Бывший муж моей мачехи (Либрем) - страница 20

— А каковы шансы провести подобную операцию у нас в стране?

Мужчина смолчал, но я правильно истолковала его уставший, печальный взгляд.

— Я поняла, — склонила голову я. — А без операции?

— По самым оптимистичным прогнозам — год, — промолвил мужчина. — Но ещё три-четыре недели, и мы дойдем до состояния, когда операция будет уже невозможна. Потому я и говорю о том, что необходимо поспешить.

Я сдержанно кивнула. Больше всего на свете хотелось плакать, но я знала, что слезы делу не помогут. Мне надо подумать о том, где найти деньги, а не рыдать сейчас, устраивая истерику человеку, который все равно ничем помочь мне не сможет.

— А шансы успеха? Если операция всё-таки состоится в ближайшее время?

— Стопроцентных гарантий вам никто не даст, — кривя губы, мрачно произнес Анатолий Игоревич. — Но процентов восемьдесят.

— Это очень много, — улыбнулась я. — Даже ради малейшего шанса стоит бороться. Спасибо. Я. Я могу зайти к маме?

— Да, — подтвердил он. — Пойдемте, сейчас как раз время для посещений. Она будет очень рада вас видеть.

Я в том даже не сомневалась. Рада — и в тот же момент попытается спрятать свет надежды в глазах, чтобы не возложить на меня дополнительную ответственность за свое выздоровление.
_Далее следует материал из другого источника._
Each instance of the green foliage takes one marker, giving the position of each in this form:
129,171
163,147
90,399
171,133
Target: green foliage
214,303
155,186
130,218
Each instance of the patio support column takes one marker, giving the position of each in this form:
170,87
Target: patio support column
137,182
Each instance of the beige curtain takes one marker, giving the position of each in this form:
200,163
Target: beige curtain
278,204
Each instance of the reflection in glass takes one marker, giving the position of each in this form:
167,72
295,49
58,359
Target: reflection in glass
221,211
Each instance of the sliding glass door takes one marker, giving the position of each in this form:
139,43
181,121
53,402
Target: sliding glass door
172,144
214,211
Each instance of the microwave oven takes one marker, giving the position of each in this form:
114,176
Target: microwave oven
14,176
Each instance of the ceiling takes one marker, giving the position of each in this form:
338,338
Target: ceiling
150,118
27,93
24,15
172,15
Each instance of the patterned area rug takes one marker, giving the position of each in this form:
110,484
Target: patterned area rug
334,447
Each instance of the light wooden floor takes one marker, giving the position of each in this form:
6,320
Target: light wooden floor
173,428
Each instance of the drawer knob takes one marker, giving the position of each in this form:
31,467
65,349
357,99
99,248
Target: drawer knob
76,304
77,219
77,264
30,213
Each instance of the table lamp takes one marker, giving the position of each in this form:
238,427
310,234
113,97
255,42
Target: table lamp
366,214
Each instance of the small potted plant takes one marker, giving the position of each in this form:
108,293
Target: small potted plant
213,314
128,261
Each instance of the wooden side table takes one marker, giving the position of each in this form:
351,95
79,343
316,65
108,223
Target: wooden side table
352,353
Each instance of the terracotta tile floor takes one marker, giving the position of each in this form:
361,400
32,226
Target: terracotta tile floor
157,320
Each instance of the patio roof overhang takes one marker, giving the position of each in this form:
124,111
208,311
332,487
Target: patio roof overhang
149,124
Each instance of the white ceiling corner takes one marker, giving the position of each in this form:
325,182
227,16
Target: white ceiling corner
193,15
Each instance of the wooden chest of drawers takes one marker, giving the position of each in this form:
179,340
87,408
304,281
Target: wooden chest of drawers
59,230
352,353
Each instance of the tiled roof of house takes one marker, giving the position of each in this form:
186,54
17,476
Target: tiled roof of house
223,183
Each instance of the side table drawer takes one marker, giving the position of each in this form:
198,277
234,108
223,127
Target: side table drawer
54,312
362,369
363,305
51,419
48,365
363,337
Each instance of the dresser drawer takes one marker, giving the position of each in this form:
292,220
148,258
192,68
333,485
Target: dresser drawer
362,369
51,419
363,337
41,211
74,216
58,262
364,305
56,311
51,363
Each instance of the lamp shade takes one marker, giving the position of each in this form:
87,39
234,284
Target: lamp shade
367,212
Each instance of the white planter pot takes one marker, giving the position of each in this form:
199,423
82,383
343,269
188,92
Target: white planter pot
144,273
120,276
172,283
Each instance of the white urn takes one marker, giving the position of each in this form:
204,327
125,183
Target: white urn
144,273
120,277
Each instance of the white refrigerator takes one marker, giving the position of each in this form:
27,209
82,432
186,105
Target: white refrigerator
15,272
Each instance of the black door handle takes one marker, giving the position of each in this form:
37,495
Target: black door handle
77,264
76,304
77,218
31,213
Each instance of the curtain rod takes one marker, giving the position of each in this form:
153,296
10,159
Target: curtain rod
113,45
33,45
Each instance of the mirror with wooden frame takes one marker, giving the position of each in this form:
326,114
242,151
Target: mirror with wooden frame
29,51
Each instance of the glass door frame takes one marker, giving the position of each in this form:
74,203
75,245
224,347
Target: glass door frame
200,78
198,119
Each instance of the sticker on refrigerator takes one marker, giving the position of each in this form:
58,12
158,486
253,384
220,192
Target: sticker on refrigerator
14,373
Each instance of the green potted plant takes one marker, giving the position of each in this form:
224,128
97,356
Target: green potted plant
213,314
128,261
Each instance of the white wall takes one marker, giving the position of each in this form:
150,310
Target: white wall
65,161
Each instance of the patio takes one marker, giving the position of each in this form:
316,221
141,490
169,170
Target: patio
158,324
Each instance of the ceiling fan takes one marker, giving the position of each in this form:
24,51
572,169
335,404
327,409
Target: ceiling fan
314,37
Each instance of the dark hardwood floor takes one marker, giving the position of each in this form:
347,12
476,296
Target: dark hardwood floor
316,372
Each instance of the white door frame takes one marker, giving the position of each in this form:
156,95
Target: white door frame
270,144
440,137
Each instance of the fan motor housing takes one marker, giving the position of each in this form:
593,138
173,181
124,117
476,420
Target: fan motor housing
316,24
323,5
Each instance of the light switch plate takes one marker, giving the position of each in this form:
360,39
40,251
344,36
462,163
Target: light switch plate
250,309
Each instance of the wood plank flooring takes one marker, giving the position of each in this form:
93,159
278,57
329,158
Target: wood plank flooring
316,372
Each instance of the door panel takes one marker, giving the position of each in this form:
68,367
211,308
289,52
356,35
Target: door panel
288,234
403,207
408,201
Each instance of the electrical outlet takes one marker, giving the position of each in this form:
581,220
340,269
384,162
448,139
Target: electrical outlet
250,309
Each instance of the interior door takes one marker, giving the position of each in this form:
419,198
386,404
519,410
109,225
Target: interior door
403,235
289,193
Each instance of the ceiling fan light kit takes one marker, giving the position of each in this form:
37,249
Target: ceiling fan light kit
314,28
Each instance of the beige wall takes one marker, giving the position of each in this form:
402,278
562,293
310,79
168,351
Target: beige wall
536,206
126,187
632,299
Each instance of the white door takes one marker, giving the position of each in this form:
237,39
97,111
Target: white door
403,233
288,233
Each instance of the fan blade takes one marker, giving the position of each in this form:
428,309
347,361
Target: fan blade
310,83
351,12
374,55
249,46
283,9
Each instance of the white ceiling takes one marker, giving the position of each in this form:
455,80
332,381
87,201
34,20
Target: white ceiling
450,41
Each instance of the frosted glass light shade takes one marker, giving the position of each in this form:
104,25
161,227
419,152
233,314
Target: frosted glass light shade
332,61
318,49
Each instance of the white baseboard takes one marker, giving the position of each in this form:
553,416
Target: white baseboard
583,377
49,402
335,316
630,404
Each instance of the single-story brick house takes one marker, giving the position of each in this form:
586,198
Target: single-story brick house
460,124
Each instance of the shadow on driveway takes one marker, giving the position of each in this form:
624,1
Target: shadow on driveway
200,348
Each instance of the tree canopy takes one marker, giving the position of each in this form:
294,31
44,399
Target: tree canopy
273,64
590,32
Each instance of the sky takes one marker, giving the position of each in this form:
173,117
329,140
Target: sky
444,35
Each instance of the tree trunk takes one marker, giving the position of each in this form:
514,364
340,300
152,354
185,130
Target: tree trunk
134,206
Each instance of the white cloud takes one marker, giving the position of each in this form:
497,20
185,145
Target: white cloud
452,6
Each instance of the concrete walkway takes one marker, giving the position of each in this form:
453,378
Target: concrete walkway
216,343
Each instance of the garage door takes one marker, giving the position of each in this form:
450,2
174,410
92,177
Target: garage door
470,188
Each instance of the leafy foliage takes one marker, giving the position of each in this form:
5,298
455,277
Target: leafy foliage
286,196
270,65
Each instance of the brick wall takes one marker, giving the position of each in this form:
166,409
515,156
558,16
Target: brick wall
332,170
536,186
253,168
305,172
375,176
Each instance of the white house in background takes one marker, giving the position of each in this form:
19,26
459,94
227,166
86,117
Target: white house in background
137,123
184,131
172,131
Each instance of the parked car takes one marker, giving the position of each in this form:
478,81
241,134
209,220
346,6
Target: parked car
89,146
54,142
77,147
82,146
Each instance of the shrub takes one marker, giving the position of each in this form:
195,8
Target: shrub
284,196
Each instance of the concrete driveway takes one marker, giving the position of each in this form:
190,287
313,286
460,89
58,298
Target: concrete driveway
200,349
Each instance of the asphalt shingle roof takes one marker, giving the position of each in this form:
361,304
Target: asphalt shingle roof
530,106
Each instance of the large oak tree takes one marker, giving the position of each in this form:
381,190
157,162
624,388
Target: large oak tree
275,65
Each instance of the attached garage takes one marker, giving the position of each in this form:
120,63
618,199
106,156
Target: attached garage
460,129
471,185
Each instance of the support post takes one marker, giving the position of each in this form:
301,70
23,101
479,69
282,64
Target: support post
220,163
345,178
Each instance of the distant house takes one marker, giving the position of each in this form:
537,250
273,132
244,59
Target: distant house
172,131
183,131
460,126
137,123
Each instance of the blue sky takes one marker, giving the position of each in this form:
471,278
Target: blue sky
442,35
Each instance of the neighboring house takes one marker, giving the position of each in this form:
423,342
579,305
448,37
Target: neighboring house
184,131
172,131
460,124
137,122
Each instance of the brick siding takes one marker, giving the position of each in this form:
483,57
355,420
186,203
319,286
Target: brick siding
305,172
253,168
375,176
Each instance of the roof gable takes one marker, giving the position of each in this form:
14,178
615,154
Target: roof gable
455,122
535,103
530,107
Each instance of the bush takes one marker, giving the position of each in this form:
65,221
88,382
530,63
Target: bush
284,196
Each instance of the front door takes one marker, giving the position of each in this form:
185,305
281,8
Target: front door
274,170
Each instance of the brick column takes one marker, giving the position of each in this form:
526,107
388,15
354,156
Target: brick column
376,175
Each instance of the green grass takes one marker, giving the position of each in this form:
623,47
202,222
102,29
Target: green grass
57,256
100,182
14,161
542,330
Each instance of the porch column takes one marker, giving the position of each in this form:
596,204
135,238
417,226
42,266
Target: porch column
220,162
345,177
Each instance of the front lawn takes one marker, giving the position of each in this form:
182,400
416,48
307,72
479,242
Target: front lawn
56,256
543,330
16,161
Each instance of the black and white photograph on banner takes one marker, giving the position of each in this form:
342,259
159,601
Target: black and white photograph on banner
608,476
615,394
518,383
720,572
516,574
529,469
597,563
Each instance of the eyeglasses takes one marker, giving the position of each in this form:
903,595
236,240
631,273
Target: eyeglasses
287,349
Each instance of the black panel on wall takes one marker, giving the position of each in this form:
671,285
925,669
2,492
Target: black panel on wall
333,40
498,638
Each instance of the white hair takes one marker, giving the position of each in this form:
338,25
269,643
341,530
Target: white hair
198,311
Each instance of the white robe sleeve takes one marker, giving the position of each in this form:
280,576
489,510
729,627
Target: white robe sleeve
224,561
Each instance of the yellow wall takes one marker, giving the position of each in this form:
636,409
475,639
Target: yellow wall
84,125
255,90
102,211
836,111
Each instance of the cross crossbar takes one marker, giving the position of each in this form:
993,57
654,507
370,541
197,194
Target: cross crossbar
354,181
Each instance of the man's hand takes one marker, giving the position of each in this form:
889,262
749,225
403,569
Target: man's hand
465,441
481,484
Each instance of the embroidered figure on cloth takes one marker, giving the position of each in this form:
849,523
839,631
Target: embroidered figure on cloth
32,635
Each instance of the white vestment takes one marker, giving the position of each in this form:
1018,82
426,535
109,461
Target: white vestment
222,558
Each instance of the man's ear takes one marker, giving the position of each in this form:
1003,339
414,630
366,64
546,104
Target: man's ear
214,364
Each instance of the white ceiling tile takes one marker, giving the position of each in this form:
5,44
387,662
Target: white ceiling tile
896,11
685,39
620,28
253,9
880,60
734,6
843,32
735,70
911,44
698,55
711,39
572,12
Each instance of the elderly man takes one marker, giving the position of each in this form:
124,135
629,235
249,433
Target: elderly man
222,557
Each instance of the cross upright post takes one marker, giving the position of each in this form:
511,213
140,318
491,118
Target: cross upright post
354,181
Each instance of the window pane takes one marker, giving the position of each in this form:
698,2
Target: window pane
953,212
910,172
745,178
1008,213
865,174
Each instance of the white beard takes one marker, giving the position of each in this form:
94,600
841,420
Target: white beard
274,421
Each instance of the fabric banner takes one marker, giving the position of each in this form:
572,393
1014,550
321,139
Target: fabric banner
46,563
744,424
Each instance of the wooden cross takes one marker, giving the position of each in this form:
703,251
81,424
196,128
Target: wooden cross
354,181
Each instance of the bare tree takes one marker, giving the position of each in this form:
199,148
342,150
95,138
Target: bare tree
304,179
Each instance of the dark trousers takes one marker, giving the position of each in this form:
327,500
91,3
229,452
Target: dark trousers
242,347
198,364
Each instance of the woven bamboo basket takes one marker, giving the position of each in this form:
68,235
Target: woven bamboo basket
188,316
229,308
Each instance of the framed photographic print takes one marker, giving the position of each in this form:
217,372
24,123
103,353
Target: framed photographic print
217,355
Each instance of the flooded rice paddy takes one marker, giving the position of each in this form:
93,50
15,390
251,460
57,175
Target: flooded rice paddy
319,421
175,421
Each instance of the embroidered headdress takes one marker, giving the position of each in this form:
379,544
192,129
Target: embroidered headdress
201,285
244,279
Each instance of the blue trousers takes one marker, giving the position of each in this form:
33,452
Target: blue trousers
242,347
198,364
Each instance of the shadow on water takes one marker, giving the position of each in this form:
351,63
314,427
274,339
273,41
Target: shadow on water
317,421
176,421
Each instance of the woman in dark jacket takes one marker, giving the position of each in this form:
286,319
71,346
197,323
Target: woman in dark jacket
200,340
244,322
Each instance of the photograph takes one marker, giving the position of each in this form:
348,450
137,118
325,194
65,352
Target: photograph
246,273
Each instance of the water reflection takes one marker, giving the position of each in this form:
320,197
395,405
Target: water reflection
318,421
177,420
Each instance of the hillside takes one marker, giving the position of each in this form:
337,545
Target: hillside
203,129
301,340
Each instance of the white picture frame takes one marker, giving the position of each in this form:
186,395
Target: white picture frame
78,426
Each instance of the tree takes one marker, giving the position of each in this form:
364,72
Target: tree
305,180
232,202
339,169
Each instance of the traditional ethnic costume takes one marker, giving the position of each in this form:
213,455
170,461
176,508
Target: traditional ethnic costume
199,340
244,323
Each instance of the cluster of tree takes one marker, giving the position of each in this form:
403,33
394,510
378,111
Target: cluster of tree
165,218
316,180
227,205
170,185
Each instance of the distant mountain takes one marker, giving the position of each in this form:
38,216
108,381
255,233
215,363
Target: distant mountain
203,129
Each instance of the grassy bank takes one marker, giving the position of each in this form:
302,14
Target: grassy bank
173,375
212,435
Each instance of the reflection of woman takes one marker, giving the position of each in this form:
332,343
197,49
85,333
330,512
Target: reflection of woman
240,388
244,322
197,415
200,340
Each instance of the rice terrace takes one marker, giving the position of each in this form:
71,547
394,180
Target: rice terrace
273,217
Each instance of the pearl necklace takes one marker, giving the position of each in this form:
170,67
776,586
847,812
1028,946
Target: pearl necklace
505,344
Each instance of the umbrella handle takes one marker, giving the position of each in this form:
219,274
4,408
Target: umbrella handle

После разговора с матерью я чувствовала себя мертвой. Выжатой, как лимон. И помешанной на одном простом вопросе — "где взять деньги"? Суммы, которые мне назвал Анатолий Игоревич, даже по самым лучшим прогнозам мне недоступны. Они доступны отцу, да, но он у меня не мультимиллиардер, чтобы у него можно было незаметно стащить пару сотен тысяч долларов. Вот так, щелкнув пальцами, вылечить маму не получится. И никакие сэкономленные на сумках и туфлях деньги не помогут. Даже если я продам квартиру мамы, все наши вещи, это не поможет. Да что там! Если я продам свою почку и кусок печени, это тоже вряд ли будет достойным вкладом в наше с мамой семейное счастье. Что бы я ни делала, все равно…

Но опускать руки — глупость.

Возвращаться в отцовский дом не хотелось. Я понимала, что не смогу смотреть спокойно на роскошную мебель или на ту мерзкую картину, которую папа купил на аукционе за бешеные деньги. Или на мамину вазу, которую мне все равно не позволят унести и продать, хотя она, разумеется, не покроет цену операции.

Ещё и дурацкое осознание, что мама могла выбрать деньги, а не меня. Деньги — и жизнь. Тогда, семь лет назад, во время развода, папа подумал, что было бы неплохо не отпускать от себя наследницу. Только вот мама не согласилась. Зато отказалась от полагающейся ей половины имущества, только бы дочь росла с нею, а не с.